Lab #13: Soil eDNA Metabarcoding Analysis – Qiime2
Sara Rothrock
4/18/2019
Purpose:
The purpose of this lab was to analyze the soil eDNA we collected from our soil samples and extracted DNA from.
Procedure:
- Before beginning eDNA analysis, ensure that Qiime2 is installed on the computer you will be using. If not downloaded, then download Qiime2 again.

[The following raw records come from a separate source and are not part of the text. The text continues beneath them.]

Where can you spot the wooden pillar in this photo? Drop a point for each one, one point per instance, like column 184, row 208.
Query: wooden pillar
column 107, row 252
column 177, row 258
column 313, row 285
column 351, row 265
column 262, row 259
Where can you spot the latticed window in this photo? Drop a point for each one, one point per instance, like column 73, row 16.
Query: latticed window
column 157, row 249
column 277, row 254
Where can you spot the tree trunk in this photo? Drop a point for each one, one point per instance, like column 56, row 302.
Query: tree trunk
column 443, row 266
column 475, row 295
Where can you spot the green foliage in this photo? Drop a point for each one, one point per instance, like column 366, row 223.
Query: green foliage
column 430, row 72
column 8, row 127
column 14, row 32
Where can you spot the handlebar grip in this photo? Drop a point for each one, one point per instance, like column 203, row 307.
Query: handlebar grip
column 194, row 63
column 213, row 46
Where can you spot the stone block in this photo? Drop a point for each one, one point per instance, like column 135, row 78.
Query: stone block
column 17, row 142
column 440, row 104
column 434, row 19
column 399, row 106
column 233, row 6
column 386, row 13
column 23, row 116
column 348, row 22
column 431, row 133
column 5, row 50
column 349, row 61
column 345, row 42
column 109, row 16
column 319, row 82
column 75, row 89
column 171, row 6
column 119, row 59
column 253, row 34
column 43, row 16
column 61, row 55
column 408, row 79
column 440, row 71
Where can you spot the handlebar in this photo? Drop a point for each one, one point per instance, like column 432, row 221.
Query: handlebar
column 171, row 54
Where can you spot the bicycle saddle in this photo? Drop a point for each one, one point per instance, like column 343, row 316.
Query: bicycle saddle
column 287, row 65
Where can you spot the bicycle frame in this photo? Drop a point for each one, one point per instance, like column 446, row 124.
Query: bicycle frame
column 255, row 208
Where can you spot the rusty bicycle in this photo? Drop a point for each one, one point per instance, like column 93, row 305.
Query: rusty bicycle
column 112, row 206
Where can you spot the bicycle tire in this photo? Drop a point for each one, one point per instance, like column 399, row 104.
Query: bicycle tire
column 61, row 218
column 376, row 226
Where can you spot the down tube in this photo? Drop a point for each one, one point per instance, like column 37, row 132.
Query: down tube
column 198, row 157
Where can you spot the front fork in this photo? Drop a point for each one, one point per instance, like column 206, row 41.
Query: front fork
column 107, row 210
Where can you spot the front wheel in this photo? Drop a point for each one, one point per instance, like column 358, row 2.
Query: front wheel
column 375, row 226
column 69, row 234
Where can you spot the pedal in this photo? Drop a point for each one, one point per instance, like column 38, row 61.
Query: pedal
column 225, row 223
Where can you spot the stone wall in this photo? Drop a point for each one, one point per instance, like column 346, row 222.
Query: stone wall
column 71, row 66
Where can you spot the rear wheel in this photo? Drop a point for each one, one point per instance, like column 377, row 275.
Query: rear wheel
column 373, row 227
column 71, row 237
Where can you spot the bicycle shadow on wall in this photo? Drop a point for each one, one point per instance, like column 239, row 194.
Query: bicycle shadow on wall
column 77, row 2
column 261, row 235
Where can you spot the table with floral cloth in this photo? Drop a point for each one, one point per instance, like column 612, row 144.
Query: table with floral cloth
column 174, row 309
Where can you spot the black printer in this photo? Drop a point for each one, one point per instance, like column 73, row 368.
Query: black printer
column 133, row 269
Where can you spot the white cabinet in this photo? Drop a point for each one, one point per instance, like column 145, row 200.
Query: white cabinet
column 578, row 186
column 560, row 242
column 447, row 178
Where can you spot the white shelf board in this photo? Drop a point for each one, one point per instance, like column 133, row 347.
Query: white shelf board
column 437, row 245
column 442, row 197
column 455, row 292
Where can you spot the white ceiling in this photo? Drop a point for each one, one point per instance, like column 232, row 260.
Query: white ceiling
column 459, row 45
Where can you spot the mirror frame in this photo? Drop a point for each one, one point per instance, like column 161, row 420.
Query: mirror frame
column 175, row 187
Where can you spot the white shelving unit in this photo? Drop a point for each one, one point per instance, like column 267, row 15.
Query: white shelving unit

- After ensuring Qiime2 is downloaded, download the folder that contains all the data from the box link.
- Activate Qiime2:
- source activate Qiime2-2019.1
- Switch the directory to the folder CILI-CURE_2018:
- cd CILI-CURE_2018
- Import sequences as Qiime2 artifact:
- qiime tools import \–type EMPPairedEndSequences \
–input-path emp-paired-end-sequences \
–output-path emp-paired-end-sequences.qza
- qiime tools import \–type EMPPairedEndSequences \
- Demultiplex the sequences:
- qiime demux emp-paired \–m-barcodes-file sample-metadata.tsv \
–m-barcodes-column BarcodeSequence \
–i-seqs emp-paired-end-sequences.qza \
–o-per-sample-sequences demux.qza \
- qiime demux summarize \–i-data demux.qza \
–o-visualization demux.qzv
- qiime demux emp-paired \–m-barcodes-file sample-metadata.tsv \
- Denoise using DADA2 to 220 bases:
- qiime dada2 denoise-paired \–i-demultiplexed-seqs demux.qza \
–p-trunc-len-f 220 \
–p-trunc-len-r 220 \
–o-table table.qza \
–o-representative-sequences rep-seqs.qza \
–o-denoising-stats denoising-stats.qza
- qiime dada2 denoise-paired \–i-demultiplexed-seqs demux.qza \
- Create a Feature Table:
- qiime feature-table summarize \–i-table table.qza \
–o-visualization table.qzv \
–m-sample-metadata-file sample-metadata.tsv
- qiime feature-table tabulate-seqs \–i-data rep-seqs.qza \
–o-visualization rep-seqs.qzv
- qiime metadata tabulate \
–m-input-file denoising-stats.qza \
–o-visualization denoising-stats.qzv
- qiime feature-table summarize \–i-table table.qza \
- Create a phylogenic tree:
- qiime phylogeny align-to-tree-mafft-fasttree \–i-sequences rep-seqs.qza \
–o-alignment aligned-rep-seqs.qza \
–o-masked-alignment masked-aligned-rep-seqs.qza \
–o-tree unrooted-tree.qza \
–o-rooted-tree rooted-tree.qza
- qiime phylogeny align-to-tree-mafft-fasttree \–i-sequences rep-seqs.qza \
- Create a chart with Taxonomic classification:
- qiime feature-classifier classify-sklearn –i-classifier silva-132-99-515-806-nb-classifier.qza –i-reads rep-seqs.qza –o-classification taxonomy.qza
- qiime metadata tabulate \–m-input-file taxonomy.qza \
–o-visualization taxonomy.qzv
- qiime taxa barplot \–i-table table.qza \
–i-taxonomy taxonomy.qza \
–m-metadata-file sample-metadata.tsv \
–o-visualization taxa-bar-plots.qzv
Results:
Demultiplexed-
Denoised-
Taxonomy Table-
Taxonomy Barplot-
Conclusion:
Overall, this lab was very successful because the only issues I had was having to re-download the Qiime2 program onto the computer. I feel much more confident using Qiime2 and using computer terminals to download files. Also, I tried the bonus to try and understand the programming better and learn about new codes for alpha and beta. In this lab, I also discovered that there was a ciliate that was recently discovered in Northern China that was in our soil sample. The ciliate did not have a food vacuole and it’s diet seemed to be of smaller microorganisms. I thought this was extremely fascinating and I am excited to further analyze our data and see what other types of ciliates there are in our soil sample.
Future Steps:
In the future, I would like to continue learning how to do metabarcoding and to expand my knowledge on data analysis.